Yesterday, driving home after work. Creature in the road ahead of me. Too small to be a woodchuck. Not a beaver. Think it's a mink or a weasel. As I pull closer to it, it sits there, regarding me. Long tail like a rat. Body brown like a weasel, but thick. As I watch, it heads for the creek that runs alongside the road. Yep. Muskrat. What were the odds? I haven't seen a muskrat for a while. You must have called it out for me.

And yeah. Next time you're high above Cayuga's waters, let me know. I'll take you to see "street meat" guy.

Lorraine: Ha! I believe it. Invoking your inner muskrat? Good thing we didn't discuss alligator too much.
I'm impressed you can tell a muskrat from a mink. I surely can't, and I live in what we former city boys like to call the country -- a place where the wild things mostly root around the garbage bins. Unless they've got a white stripe down their back, they're all just varmints to me.
And I will definitely let you know.

Okay, everyone: What's the best hot dog in your neck of the woods? As for that muskrat in the road—hilarious, Lorraine—I do think this particular piece is turning up all sorts of mystical connections in upstate NY. Something about the juxtaposition of Ray Sokolov, New Paltz, muskrats, and Hasbrouks...!

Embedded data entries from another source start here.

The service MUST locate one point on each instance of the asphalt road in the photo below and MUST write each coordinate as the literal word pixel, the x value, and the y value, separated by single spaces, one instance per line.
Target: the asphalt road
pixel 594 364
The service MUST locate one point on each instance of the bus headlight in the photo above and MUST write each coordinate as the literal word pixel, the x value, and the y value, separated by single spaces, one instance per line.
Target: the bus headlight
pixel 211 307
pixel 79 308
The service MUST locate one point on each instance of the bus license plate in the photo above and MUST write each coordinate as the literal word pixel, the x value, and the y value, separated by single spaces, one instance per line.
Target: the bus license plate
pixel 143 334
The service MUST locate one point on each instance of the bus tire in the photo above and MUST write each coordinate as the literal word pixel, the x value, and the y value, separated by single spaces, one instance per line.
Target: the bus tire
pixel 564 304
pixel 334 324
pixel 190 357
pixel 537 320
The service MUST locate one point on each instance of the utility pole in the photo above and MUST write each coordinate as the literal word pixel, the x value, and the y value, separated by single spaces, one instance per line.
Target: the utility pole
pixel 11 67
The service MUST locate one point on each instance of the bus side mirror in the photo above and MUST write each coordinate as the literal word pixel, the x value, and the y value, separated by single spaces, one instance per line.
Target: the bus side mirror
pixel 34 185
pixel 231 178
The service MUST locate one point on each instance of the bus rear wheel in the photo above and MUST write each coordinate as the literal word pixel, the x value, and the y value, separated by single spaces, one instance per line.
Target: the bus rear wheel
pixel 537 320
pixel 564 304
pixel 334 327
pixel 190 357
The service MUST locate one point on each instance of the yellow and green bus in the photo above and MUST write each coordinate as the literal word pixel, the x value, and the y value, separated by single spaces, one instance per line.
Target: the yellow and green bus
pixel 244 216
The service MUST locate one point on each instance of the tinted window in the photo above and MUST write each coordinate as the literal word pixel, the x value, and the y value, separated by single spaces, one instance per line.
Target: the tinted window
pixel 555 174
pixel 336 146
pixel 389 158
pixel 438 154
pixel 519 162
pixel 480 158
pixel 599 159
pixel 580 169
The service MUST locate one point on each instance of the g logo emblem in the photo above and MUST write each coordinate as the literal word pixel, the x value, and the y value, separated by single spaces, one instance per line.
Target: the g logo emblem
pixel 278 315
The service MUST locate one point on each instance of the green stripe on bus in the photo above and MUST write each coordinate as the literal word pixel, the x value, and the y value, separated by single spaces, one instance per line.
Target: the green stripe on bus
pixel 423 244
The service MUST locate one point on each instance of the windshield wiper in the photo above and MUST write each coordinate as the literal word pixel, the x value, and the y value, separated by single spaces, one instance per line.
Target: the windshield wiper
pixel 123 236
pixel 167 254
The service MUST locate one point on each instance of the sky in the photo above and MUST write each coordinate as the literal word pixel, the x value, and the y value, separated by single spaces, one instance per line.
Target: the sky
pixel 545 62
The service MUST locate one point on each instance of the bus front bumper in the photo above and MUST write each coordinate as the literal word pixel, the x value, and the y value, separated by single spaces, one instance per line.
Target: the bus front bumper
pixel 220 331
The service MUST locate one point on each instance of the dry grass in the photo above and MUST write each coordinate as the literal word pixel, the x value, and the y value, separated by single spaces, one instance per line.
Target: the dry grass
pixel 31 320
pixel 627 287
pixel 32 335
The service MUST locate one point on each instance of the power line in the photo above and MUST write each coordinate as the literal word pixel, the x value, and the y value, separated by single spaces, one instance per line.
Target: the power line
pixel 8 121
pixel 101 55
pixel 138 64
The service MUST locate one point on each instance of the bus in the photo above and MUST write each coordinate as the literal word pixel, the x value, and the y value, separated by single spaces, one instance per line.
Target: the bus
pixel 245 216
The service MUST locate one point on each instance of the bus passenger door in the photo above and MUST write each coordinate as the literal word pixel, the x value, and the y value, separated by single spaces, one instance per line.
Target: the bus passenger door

I've already cast my vote for Soul Dog, but my heart belongs to Ted's char-broiled dogs in Buffalo. Almost as tempting as wings from the Anchor Bar.
Here's a further question on the muskrat front, courtesy of E.Y. (Yip) Harburg, who used to live in these parts:
"What makes the muskrat guard his musk?"

And so am I, just reading about it.
Next time you see Speed or his inheritors, ask him to go on tour. I'll be glad to be his advance man. Will work for hot dogs.

Dear Mr. Jeremiah Horrigan,
My name is Carlos Eduardo de Magalhães, I am a writer and the editor of a small Brazilian publishing house called Grua. We are trying to contact Mr. Sokolov - we wolud like very much to publish in Brazil one of his books. Could send me his e-mail, or give mine to him?
Thank you and congratulations for your article.